We have designed, fabricated and tested an integrated microfluidic chip with a Planar Hall Effect (PHE) sensor. The sensor was constructed by sequentially sputtering Ta/NiFe/Cu/NiFe/IrMn/Ta onto glass. The microfluidic channel was fabricated with poly(dimethylsiloxane) (PDMS) using soft lithography. Magnetic nanoparticles suspended in hexadecane were used as ferrofluid, of which the saturation magnetisation was 3.4 emu/cc. Droplets of ferrofluid were generated in a T-junction of a microfluidic channel after hydrophilic modification of the PDMS. The size and interval of the droplets were regulated by pressure on the ferrofluid channel inlet. The PHE sensor detected the flowing droplets of ferrofluid, as expected from simulation results. The shape of the signal was dependent on both the distance of the magnetic droplet from the sensor and the droplet length.

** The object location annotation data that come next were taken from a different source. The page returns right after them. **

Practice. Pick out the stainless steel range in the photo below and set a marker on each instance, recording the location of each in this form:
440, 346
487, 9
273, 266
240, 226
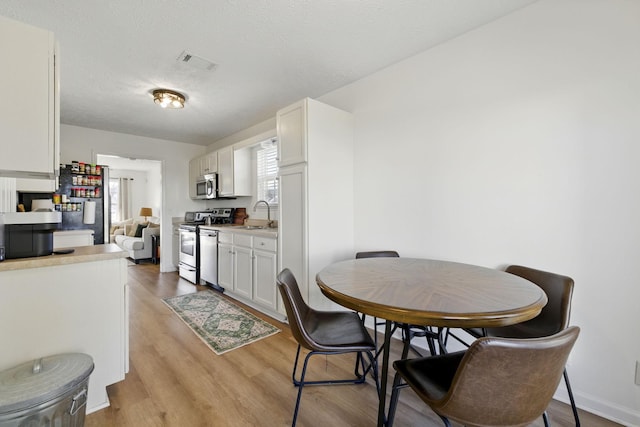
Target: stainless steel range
189, 248
198, 261
208, 243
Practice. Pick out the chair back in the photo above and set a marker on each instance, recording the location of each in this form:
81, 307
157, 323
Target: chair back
297, 310
377, 254
554, 317
505, 381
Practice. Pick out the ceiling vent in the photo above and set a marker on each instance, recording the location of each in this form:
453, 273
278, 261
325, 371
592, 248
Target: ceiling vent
196, 61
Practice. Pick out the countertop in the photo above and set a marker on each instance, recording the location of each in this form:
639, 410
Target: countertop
81, 254
266, 232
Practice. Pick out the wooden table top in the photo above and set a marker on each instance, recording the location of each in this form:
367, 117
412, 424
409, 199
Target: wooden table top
431, 292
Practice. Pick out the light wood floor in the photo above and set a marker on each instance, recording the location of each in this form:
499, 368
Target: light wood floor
176, 380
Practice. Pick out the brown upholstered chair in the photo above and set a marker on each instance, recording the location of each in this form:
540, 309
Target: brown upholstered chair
496, 382
409, 332
324, 332
553, 318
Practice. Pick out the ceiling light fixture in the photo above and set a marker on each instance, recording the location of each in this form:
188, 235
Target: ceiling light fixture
168, 98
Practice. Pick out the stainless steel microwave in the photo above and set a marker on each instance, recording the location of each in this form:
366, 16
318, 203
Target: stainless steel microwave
207, 187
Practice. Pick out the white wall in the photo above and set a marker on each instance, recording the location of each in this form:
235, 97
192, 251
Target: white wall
77, 143
518, 143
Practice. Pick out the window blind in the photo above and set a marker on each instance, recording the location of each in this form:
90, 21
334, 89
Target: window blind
267, 173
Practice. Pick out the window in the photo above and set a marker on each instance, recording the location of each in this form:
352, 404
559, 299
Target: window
267, 171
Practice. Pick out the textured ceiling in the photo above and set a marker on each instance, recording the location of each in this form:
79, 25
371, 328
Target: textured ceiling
268, 54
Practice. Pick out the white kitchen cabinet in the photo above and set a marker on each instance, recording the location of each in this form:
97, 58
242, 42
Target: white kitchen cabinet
292, 128
243, 266
316, 226
247, 269
265, 270
194, 173
225, 260
30, 121
72, 238
234, 172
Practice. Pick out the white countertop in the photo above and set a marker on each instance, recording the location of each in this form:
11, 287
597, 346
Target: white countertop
267, 232
80, 254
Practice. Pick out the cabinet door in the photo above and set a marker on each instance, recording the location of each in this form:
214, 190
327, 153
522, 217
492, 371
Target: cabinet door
292, 134
27, 82
225, 172
264, 276
194, 171
242, 270
225, 265
292, 236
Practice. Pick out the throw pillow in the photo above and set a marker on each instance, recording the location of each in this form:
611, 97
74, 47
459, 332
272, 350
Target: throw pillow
139, 230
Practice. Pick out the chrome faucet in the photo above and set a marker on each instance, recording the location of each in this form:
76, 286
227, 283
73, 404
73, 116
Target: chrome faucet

The sensor was able to detect a magnetic moment of $2{\times}10^{-10}$ emu at a distance of 10 ${\mu}m$. This study provides an enhanced understanding of the magnetic parameters of ferrofluid in a microfluidic channel using a PHE sensor and will be used for a sample inlet module inside of integrated magnetic lab-on-a-chip systems for the analysis of biomolecules.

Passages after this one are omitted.